19th century map of New York City

The Viele Map is a notable 19th-century topographic map of New York City created by American civil and military engineer Egbert Ludovicus Viele. It was first published in 1865 under the title Sanitary & Topographical Map of the City and Island of New York, with a new edition titled Topographical atlas of the city of New York (Note: Full title: Topographical atlas of the city of New York, including the annexed territory showing original water courses and made land.) released in 1874.

The map documents Viele's original survey of Manhattan's relief and water objects (such as streams, rivers, and marshes), as well the island's shoreline, all before those were modified by landmass expansions. The map superimposes a detailed hachure map of the island over the city's street grid.

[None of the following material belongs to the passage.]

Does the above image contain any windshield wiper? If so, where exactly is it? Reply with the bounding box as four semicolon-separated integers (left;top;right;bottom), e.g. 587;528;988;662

Due to its value at preserving the history of New York City, as well as a long record of engineering and urban planning applications, it has been called “the most enduring nineteenth-century map of Manhattan”.

== History ==
Viele started mapping Manhattan after his appointment as the engineer-in-chief of the Central Park that was at the time being created in Upper Manhattan. Viele was tasked with mapping the territory reserved for the park by the Commissioners' Plan of 1811 but ended up producing a survey of the whole island, which he based largely on the archival cartographic materials of John Randel Jr.

A first fragment of the map covering Lower Manhattan was published in the 1859 report of the New York State Senate that called for the proper management of sanitary conditions of the rapidly expanding city.

The first full version of the map was issued in 1865 as a supplement to the Report of the Council of Hygiene and Public Health under the title Sanitary & Topographical Map of the City and Island of New York. A separate edition came out in 1874 as the Topographical Atlas of the City of New York, including the Annexed Territory, Showing the Original Water Courses and Made Land. It had enlarged maps and included multiple corrections made since the first publication in 1865.

== Urban planning applications ==
The map has been used by geotechnical engineers, structural engineers and planners to design the foundations of new buildings and structures in the city. Paul Starrett, an American builder responsible for the construction of the Empire State Building and Stuyvesant Town, reportedly always consulted the Viele map to insure the feasibility of a project.

Likewise, the Viele map was relied upon when erecting the Citigroup Center at Lexington Avenue and 54th Street, where it correctly identified a stream running diagonally across the parcel. Melvin Febesh of the Urban Foundation Company, which was directly involved in the project, later found the map to be “accurate within feet”.